Ed invece, dopo aver avviato la prima attività di formazione, le imprese marchigiane lasciarono il posto ad altre ditte che dopo aver incassato due milioni e mezzo di contributi regionali, hanno chiuso i battenti senza neanche finire di pagare le spettanze dei 290 lavoratori, rimasti senza occupazione e senza ammortizzatori sociali. Insomma, la solita truffa consumata grazie alla copertura degli amministratori locali desiderosi di promettere posti di lavoro in campagna elettorale.

Naturalmente l’amministrazione di centrosinistra che nel 2006 aveva vinto le elezioni, dopo lo scandalo del polo calzaturiero ha assicurato netta discontinuità con le precedenti politiche occupazionali. Ed in effetti, più che inventare altri progetti per l’insediamento di attività imprenditoriali assistite da corposi finanziamenti pubblici, la giunta comunale guidata dal sindaco Fausto Pepe, allora fedelissimo mastelliano, ha puntato decisamente a creare nuova occupazione incentivando le attività nel settore edile e gestendo i posti di lavoro nel Comune e nelle sue aziende partecipate. I risultati non sono meno disastrosi di quelli ottenuti dai predecessori che “hanno fatto le scarpe” ai 290 disoccupati.

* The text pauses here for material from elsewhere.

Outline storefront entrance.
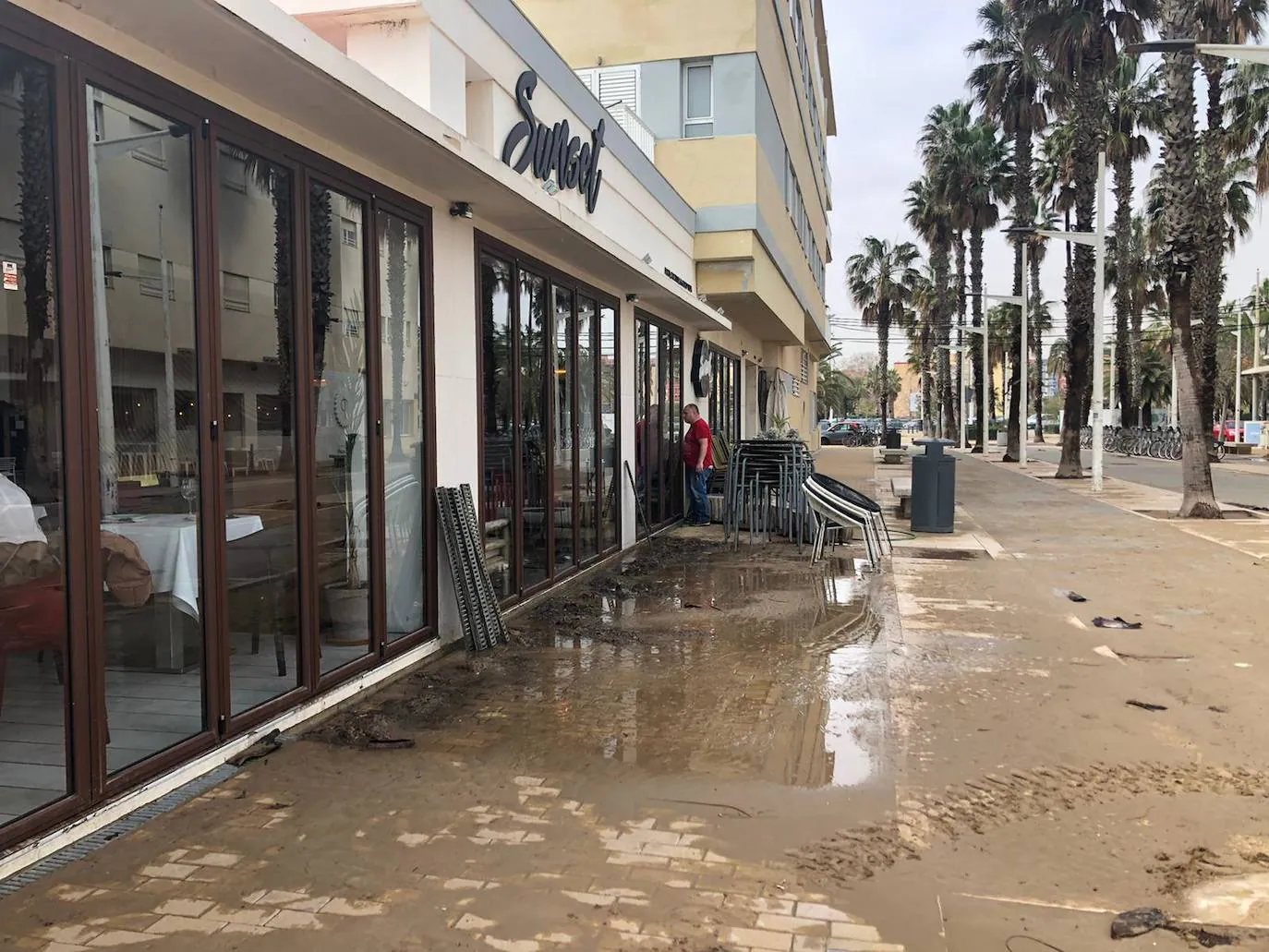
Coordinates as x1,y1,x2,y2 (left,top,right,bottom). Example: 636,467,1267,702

Per il suo primo grande progetto di sviluppo, il sindaco Fausto Pepe nel 2007 ha fatto un accordo con due grandi imprese edili della Lega delle Cooperative che a Benevento si era spesa non poco per l’apertura dell’ipermercato di Maurizio Zamparini ora in grave crisi e al centro di pesanti vicende giudiziarie. I consorzi Toscano Costruzioni ed Etruria Costruzioni nel 2007 assicuravano di avere rapporti con diversi soggetti privati, tra i quali il colosso svedese IKEA, interessati ad investire un miliardo di euro per una piattaforma logistica da realizzare alla periferia della città, lungo la superstrada che collega la A1 da Caianello alla Napoli Bari. Naturalmente a fronte di un investimento privato di tale entità la Regione avrebbe dovuto sborsare 250 milioni di euro per urbanizzazioni, obiettivo non facile ma possibile grazie all’accordo UDEUR e DS che all’epoca occupavano posti di rilievo nei governi regionale e nazionale. In più i due consorzi rossi si mostravano tanto determinati a realizzare il progetto che per convincere anche i più scettici amministratori e funzionari comunali, pagarono di tasca propria lo Studio di fattibilità curato dal Comune stesso con la collaborazione di giovani tecnici ingaggiati per l’occasione.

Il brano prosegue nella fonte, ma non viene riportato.